You remember how I usually had friends outside school but not as much in school? How my friends were often in different grades? How I left your church’s youth group because of the extreme alienation I felt from the other youth and the pastor alike? How I decided to leave activity after activity? I don’t remember what I had said at the time as to why, but I remember now that I never felt like I belonged, was good enough to stay, or would be able to stay for too long before others would decide that I didn’t belong. I was always the odd one out—and never able to feel comfortable for long. Even in my fiction and roleplay writing, I’m struck by the shared loneliness among my characters.
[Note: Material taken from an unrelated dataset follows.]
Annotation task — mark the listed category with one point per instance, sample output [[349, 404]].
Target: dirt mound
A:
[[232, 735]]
Research and personal accounts have documented that autistic people are significantly more likely to be victimized by bullying and abuse of all types throughout our lives. You once told me how hurt you felt whenever you learned that someone had been mean to me. As an adult, I understand and appreciate this sentiment—a type of offering of compassion or empathy. As a child, what I needed to hear, what I wish other autistic, neurodivergent, mad, sick, and disabled children could know, is how much our parents cared that we were hurting.
I’ve thrived as an adult in many ways. I have friends and a partner, and in many ways, fulfilling passions and work (to the extent that we can be happy about the work we do). But the persistent sense of alienation and loneliness has never left. Nor has the fear of losing friends. More than anything else, I wish that parents of autistic children would understand that we don’t need people to speak for us, or even to keep us safe in a world that is fundamentally unsafe, so much as we need our parents to demonstrate what it’s like to develop healthy friendships. Positive family relationships, romantic relationships, and collegial relationships all have in common the basic tenets of a good friendship: trust, care, respect, and mutuality. I don’t miss the complex drama of the middle school years, and I certainly don’t want to re-experience the traumas that have shaped my life since then. But I do remember well the ways in which you showed me that love across identities and experiences is possible—in making sure I could take Chinese language classes at a Chinese cultural center, in writing notes back and forth while in-character as part of my imaginary world, in encouraging me to explore all the things I loved to do, on my terms, in my way.
You were not perfect, and neither was I.
I have become a person that I hope my younger self would be proud to know and perhaps look up to. And I have brought the full weight of my grief, my losses, my traumas, and my hard-fought, hard-won growth with me into a world where I know I may never belong by others’ standards, but where I’ll make damn sure I never stop fighting until we can all experience love and rest and community and care, past isolation, past survival.